Aarin Chiekrie, equity analyst, Hargreaves Lansdown:

“Rolls Royce’s full-year results capped off a stellar year for the FTSE 100’s top performer of 2023. Underlying operating profit and free cash flow came in well ahead of prior guidance, helping to fuel positive sentiment around this engine-maker.

Heading into the new year, the group continues to benefit from sector-wide tailwinds like a huge backlog of plane orders and pent-up consumer demand for travel, meaning there’s set to be more of the group’s market-leading engines on wings. Given that a large chunk of its revenue comes from servicing those engines, with business based on how long those engines spend in the air, investors should be pleased to see so-called engine flying hours (EFH) rise to 88% of 2019 levels last year. That figure’s set to soar to new heights this year, with the group expecting EFH to hit 100-110% of 2019 levels.

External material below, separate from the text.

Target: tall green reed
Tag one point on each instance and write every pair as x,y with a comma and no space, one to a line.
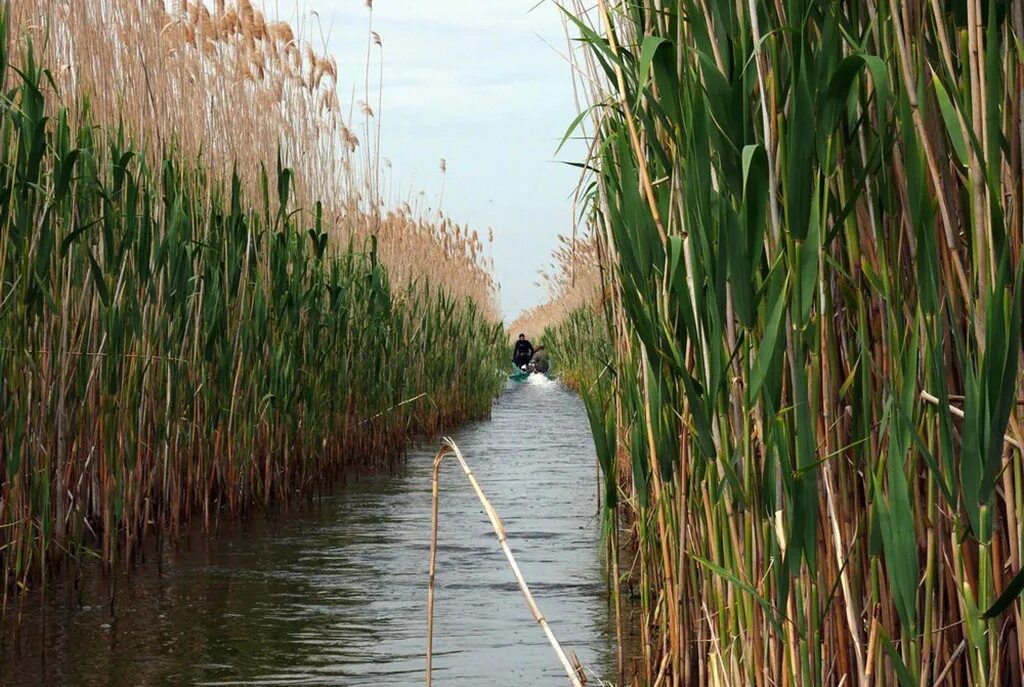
172,349
812,216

The group’s mid-term guidance, which lays out targets for 2027, now looks well within reach. By this point, annual operating profits are expected to climb to a £2.5-2.8bn range, with the main driver of this being much higher margins in its Civil Aerospace division. Now it’s back in positive free cash flow territory, Rolls has made good headway in pushing debt lower. That will strengthen the balance sheet and adds weight to market expectations for a reinstatement of the dividend later this year.”